"Maaf, Nona. Aku bukan penguntit dan aku sudah lama bekerja di sini. Jadi, jangan sembarangan menuduh saya," elak pria yang kutemui di club tadi malam.
"Benarkah?" Aku tidak akan mempercayainya begitu saja setelah mengetahui bagaimana cara dia menatapku tadi malam. "Coba tunjukkan tanda pengenalmu." Setidaknya aku harus lebih waspada terhadap p****************g sepertinya sebelum hal buruk menimpaku.
"Maaf, tapi untuk apa? Aku sedang bekerja dan tanda pengenalku ada di dalam tas. Dan kau bisa lihat sekarang, kalau aku tidak membawa tasku," balasnya sambil mengedikkan bahunya.

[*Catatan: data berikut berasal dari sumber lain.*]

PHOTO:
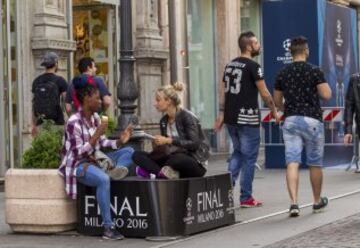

"Aku tidak mau tahu. Pokoknya aku ingin melihat tanda pengenalmu. Kalau tidak, aku akan membuatmu dipecat." Aku kekeh dengan memgancam dan tidak peduli dengan alasannya. Aku tetap pada pendirianku untuk melihat kartu identitas pria itu.
"Baiklah. Kau bisa menunggu tiga puluh menit lagi sampai waktu istirahat tiba," balasnya sambil lalu kembali pada pekerjaannya.
Sambil menunggu, aku menikmati makanan yang telah aku pesan .Tidak lama kemudian, dia datang dan menyerahkan kartu identitasnya. Aku memeriksa nama, tempat tanggal lahir, dan tempat tinggalnya.
"Siapa namamu?" tanyaku fokus menatap foto di tanda pengenal itu.
"Kalingga, kau bisa memanggilku Lingga," jawabnya menyebutkan nama panggilannya.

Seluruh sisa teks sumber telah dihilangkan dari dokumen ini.